Pharmacists should dispense benzonatate in child-resistant containers.
Recognize the signs and symptoms of benzonatate overdose, which may include restlessness, tremors, convulsions, coma, and cardiac arrest.
Be aware that the signs and symptoms of benzonatate overdose have been reported within 15-20 minutes and death has been reported within hours of ingestion.
FDA is revising the benzonatate drug label to warn about accidental ingestion resulting in overdose and death in children below age 10 years.
The safety and effectiveness of benzonatate in children below the age of 10 years have not been established. Therefore, prescribing benzonatate to that age group is not recommended.
Advise patients to swallow benzonatate capsules whole and to not break, chew, dissolve, or crush the capsules. Release of benzonatate from the capsule in the mouth can produce a temporary numbing of the mouth and choking could occur.
Overdose of benzonatate has been reported in adults and adolescents. Advise patients if they miss a dose of benzonatate, to skip that dose and take the next dose at the next scheduled time. They should not take 2 doses of benzonatate at one time. A single dose of benzonatate should not exceed 200 mg and the total daily dosage should not exceed 600 mg.
Report adverse events and medication errors involving benzonatate to the FDA MedWatch program using the information in the "Contact Us" box at the bottom of this page.
Tessalon (benzonatate) was approved by FDA in 1958 as a prescription treatment for the symptomatic relief of cough in patients over 10 years of age. Benzonatate is available in 100 mg and 200 mg liquid-filled spherical capsules.
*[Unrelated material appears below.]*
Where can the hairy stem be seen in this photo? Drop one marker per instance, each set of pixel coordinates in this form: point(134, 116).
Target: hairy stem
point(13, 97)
A search of FDA's Adverse Event Reporting System (AERS) database through May 19, 2010 identified 31 cases of overdose associated with benzonatate (median age 18 years, range 1 to 66 years). Common adverse events reported in the overdose cases included cardiac arrest, coma, and convulsion. The quantities ingested ranged from 1 or 2 to 30 benzonatate capsules. Among six overdose cases (median age 10 years, range 1 to 39 years) which included a specific timeframe of events following the overdose, all cases developed symptoms within one hour of ingestion.
Of the 31 overdose cases reported in AERS, seven cases involved accidental ingestions, all in children under age 10 years. Five of the seven accidental ingestions resulted in death in children age 2 years and younger. Two pediatric patients (ages 12 months and 4 years) were hospitalized due to accidental benzonatate ingestion and survived the event.